河口堤防と気仙中学校を組み合わせました。


2011年7月11日の気仙大橋仮橋・・・

気仙川河口堤防(壊れていますが)から見た落成式翌日の橋の様子です。全長210.6m、幅が9mあり片側二車線の一般道路と同じ規格のようです。橋の北側には1.5m程の歩道が造られています。

本来は9月の完成だったと言いますので、かなりの急ピッチの工事のようでした。地域にとっても最高に待たれていた開通だと思います。

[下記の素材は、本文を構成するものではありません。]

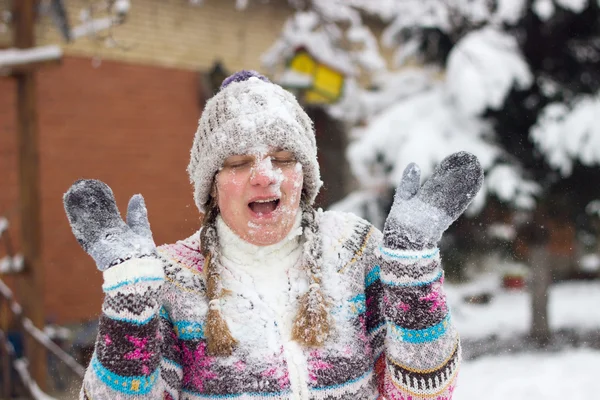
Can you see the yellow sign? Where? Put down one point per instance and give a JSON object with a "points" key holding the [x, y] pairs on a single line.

上の画像は、気仙中学校の校庭と校舎の様子であり、破壊された校舎と河口堤防を組み合わせてみました。仮橋の橋脚部は鉄骨構造であり、並んで見えるコンクリート製の橋脚は以前の大橋のものです。

下の画像は、破壊された河口堤防(補修されて大きめの採石で埋められている)から見た仮橋の全景です。


東日本大震災の影響・・・
2011年3月11日に発生した東北地方太平洋沖地震(東日本大震災)による津波の影響により、気仙大橋と上流の姉歯橋が流失する被害を受けた。この2橋の通行止めにより、救援物資を運ぶ大型車などがJR大船渡線に沿うルートで大幅に迂回する必要性が生じた。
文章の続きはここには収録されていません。